Un escenario de contrastes y complejidades

En ese sentido, la hospitalidad entraña riesgos. Abrir las puertas en medio de la incertidumbre es exponerse a una realidad compleja y dolorosa, dejarla pasar a tu vida y aprender a convivir con esta herida mal atendida haciendo uso de los pocos recursos que cada quien tenga. La afrenta nos viene delegada por aquellas instancias que operan con negligencia y frialdad, ejecutando políticas deshumanizantes confeccionadas desde las cúpulas de poder.

Las personas migrantes en tránsito enfrentan un doble cerco: al norte, muros y políticas de contención que criminalizan la movilidad. Y al sur, en México, permanecen en los márgenes de la legalidad, la seguridad y la dignidad. Se enfrentan a la intolerancia, los choques culturales y la competencia por recursos escasos, que en muchos casos alcanzan dimensiones violentas.
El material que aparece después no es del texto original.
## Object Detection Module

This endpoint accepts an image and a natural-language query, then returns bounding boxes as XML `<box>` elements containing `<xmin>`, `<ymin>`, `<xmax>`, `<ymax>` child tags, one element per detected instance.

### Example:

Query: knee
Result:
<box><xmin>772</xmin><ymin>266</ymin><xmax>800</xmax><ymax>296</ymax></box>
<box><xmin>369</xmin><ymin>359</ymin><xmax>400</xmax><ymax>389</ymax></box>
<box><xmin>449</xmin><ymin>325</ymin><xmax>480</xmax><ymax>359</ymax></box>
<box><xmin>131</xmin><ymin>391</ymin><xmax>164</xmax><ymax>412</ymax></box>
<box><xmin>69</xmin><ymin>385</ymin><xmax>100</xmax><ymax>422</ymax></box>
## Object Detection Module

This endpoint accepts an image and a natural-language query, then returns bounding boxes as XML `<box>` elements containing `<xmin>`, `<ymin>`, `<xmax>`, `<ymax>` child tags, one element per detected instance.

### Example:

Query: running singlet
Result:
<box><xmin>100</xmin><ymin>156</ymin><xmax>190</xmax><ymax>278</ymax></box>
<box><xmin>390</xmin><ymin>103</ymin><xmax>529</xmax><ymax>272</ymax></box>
Niñas, niños y adolescentes experimentan por primera vez la discriminación debido a su origen, interiorizando mensajes que los definen como seres carentes y desprovistos de agencia. Se les asocia con la necesidad absoluta: comida, ropa, dinero, casa, familia y con peligros potenciales. Algunos testimonios reflejan estas dificultades mutuas: “Los centroamericanos son unos mentirosos, unos tramposos”, “los migrantes son pobres, viven en la calle pidiendo limosna”. 

Una resistencia posible

Sostener la hospitalidad en estos contextos exige una mirada crítica sobre las tensiones humanas y las dificultades de convivencia que, si se descuidan, le harán el juego a las narrativas antiinmigrantes. La hospitalidad no implica una apertura ilimitada ni una renuncia a los propios derechos; es una decisión política y ética que puede sostenerse incluso en circunstancias adversas. Requiere una práctica de los cuidados que sea recíproca, sostenible y empática, a la vez que situada en los contextos específicos de cada comunidad. 

En tiempos de fronteras endurecidas y exclusión sistemática, la hospitalidad no es un gesto de benevolencia, sino un compromiso con la dignidad humana. Sostenerla desde los cuidados es un desafío, pero también una posibilidad de resistencia ante la inhumanidad de las políticas migratorias. Significa reconocer que nuestra capacidad de acoger y ser acogidos no depende solo de las condiciones materiales, sino de la disposición a construir vínculos de reciprocidad y justicia.